In my own theology and ministry I have come to share this attitude and approach, one which has, at times, been given the controversial and not always helpful title of "Death of God theology".
Before concluding, born out of my experience of working through this with my own congregation and with various other groups, I need briefly to say one more thing. I need to give an indication of why one might bother keeping going an active involvement with religion if one finds oneself agreeing with and even positively embracing the story of the death of God I have just outlined?
There are two reasons. The first is that the God who is dead is the God of the philosophers and of post-Augustinian Christianity. With regard to this God who is understood as a being I am most certainly an atheist. But, thanks to the work of thinkers like Heidegger, Wittgenstein, Ernst Bloch and current thinkers like Edwards and Wrathall other non-theistic and non-supernatural conceptions of divinity do in fact begin to show up. (Here's a link to an address where I look at an understanding of God as an event rather than as a being.)

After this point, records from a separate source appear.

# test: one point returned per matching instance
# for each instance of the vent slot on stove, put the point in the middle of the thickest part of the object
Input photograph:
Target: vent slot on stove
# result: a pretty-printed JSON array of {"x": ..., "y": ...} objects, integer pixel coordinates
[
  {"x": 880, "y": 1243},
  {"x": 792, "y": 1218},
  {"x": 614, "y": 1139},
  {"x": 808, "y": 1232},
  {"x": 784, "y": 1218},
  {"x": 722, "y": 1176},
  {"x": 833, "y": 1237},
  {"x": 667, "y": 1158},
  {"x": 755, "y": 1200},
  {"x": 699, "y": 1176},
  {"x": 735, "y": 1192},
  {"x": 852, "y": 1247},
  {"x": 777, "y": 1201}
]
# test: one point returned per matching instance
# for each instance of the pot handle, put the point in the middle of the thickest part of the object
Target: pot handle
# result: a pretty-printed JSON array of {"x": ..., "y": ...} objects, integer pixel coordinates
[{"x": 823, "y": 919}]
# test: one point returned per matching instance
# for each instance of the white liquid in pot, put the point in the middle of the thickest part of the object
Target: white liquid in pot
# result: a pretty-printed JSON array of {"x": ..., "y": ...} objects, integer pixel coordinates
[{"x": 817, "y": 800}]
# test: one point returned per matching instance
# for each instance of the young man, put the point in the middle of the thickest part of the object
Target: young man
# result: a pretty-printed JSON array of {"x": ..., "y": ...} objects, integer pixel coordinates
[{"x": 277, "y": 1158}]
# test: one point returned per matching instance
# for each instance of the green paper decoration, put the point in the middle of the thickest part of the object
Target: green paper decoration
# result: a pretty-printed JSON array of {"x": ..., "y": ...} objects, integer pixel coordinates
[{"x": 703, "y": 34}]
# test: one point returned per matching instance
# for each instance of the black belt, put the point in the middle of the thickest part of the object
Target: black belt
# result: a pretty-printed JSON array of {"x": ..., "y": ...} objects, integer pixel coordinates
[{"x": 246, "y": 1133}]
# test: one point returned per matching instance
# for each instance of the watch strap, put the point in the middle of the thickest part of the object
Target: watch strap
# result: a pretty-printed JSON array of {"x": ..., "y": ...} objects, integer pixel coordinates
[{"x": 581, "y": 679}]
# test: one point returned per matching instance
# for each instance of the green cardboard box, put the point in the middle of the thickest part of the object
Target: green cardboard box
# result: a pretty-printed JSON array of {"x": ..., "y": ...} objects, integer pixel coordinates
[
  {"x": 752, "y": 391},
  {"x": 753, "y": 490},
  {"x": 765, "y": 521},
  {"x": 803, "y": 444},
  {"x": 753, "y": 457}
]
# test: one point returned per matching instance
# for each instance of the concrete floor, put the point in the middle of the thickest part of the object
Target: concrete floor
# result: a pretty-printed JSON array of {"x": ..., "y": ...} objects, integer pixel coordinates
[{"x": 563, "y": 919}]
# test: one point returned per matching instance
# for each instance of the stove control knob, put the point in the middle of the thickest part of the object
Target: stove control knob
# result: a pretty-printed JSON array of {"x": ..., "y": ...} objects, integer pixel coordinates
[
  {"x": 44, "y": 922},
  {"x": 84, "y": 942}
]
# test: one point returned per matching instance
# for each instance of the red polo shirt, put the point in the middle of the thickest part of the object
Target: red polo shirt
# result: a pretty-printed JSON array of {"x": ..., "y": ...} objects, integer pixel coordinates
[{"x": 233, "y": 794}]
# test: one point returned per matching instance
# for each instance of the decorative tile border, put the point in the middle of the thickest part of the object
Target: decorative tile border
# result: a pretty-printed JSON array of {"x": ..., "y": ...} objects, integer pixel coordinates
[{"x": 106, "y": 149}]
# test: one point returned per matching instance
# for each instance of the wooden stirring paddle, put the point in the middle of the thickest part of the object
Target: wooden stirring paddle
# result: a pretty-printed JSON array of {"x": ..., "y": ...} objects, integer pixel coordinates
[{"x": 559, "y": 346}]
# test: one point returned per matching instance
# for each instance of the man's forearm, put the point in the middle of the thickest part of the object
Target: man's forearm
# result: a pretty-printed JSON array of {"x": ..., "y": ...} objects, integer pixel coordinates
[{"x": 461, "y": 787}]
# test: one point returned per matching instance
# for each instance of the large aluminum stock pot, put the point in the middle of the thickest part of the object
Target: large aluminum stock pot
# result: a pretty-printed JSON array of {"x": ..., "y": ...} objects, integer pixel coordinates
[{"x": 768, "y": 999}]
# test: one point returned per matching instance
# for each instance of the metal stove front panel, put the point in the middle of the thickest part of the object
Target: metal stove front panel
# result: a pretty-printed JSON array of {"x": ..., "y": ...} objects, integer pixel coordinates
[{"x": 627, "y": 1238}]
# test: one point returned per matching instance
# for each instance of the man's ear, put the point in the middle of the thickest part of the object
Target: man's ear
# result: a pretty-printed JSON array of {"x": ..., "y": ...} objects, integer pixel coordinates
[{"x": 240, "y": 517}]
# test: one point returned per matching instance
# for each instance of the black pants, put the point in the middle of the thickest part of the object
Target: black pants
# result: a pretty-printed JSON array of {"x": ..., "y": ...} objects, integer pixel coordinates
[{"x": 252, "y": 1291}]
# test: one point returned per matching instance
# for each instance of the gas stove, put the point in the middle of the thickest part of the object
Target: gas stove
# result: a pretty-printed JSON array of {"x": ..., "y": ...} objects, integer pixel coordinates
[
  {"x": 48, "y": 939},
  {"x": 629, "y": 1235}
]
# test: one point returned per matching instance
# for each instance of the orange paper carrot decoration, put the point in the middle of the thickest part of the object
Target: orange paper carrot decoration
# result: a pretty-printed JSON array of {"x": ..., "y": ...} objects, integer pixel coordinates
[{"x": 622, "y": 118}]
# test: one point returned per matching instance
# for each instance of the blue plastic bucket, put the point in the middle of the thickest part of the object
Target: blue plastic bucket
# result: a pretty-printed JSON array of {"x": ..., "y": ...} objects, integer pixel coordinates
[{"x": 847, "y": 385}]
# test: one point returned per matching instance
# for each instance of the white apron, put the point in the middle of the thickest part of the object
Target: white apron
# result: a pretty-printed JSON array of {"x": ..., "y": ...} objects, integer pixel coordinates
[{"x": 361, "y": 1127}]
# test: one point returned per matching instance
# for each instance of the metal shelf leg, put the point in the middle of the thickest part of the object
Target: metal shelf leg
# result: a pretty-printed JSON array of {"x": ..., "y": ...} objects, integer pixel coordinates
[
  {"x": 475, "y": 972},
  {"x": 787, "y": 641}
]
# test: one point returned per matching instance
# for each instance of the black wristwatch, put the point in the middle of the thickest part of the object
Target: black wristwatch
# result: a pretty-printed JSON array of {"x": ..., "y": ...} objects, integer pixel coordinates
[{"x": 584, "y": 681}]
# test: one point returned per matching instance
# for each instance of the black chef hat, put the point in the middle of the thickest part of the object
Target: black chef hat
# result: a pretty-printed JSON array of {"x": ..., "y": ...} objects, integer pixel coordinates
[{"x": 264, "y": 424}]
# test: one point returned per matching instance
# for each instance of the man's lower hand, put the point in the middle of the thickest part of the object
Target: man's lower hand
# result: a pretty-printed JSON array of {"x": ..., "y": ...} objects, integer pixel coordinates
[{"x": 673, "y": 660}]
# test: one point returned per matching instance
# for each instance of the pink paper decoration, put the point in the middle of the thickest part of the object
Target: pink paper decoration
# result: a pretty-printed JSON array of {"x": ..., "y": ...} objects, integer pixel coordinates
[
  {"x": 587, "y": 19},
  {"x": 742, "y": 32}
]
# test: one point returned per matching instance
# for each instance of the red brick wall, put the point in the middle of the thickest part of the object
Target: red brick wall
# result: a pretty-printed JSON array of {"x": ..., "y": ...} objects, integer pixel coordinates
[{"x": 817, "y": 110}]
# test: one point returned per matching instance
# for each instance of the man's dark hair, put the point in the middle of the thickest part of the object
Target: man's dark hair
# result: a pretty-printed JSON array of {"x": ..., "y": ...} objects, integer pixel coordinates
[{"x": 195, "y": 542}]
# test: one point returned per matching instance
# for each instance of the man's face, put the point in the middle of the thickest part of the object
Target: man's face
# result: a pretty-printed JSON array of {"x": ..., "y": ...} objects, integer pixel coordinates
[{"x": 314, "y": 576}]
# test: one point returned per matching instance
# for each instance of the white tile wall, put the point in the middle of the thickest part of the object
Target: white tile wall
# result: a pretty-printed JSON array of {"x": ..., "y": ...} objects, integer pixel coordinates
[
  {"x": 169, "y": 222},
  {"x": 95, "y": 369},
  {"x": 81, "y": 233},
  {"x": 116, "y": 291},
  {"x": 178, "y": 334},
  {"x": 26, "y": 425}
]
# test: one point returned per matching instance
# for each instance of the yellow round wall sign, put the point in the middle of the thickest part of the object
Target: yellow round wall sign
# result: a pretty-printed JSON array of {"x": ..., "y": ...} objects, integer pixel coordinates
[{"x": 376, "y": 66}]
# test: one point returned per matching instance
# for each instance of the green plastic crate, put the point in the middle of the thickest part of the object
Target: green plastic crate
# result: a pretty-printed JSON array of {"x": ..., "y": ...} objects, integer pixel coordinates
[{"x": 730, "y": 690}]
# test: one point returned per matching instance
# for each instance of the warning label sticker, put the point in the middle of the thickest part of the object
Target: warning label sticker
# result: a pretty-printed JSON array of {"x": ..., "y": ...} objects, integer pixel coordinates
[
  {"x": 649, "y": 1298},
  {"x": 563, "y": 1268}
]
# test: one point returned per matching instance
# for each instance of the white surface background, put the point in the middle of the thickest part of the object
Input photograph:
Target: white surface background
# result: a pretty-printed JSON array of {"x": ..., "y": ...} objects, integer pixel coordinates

Secondly, I stay with religion because it offers certain practical ways to address two recurring and deeply problematic human tendencies pointed to by Edwards. The first is our addictive, individualist self-magnification and the second is our, equally addictive, tendency towards totalitarian, fundamentalist rigidity (Fundamentalism, remember, is not the preserve of the religious only but also of groups such as the new atheists like Dawkins et. al.).
In our culture religion offered us some very practical responses to these two temptations and, albeit always imperfectly, it was able to keep them more or less in check. Religion still offers us practices that, again in the words of Edwards, can contain, concentrate, and transmit two key sacramental energies, namely: “limitation in the face of hubris and for transformation in the face of complacency.”
Although I, personally, am very much a child of the story I have just told and find that I can no longer conceive of a being who is God nor of the existence of any other world, the post-modern theology of the kind of I hold to, most certainly does think there is *another* world, it is *this* world seen differently. The Christian tradition is, in my opinion, still capable of helping to bring about that other world, the kingdom of heaven that Jesus told us was always-already within or among us.
With that, far from final thought, the floor and the conversation is now yours . . .
Comments
Do you know if the book you reference "Believing in a God that does not exist: the manifesto of an atheist pastor" is available in English?
Thank you for your kind words.
Two things. Firstly, I occasionally make my may to Northern Ireland as I have some close friends in the NSPCI. So, might it be possible to arrange something sometime along the lines of the evening event I held for this Anglican group? Have a think about it.
Secondly, the book by Klaas Hendrikse is, alas, only available in Dutch and French. I feel rather lucky that it's at least available in French - my only other language.
Warmest wishes and thanks again for taking the time to post a comment. Much appreciated.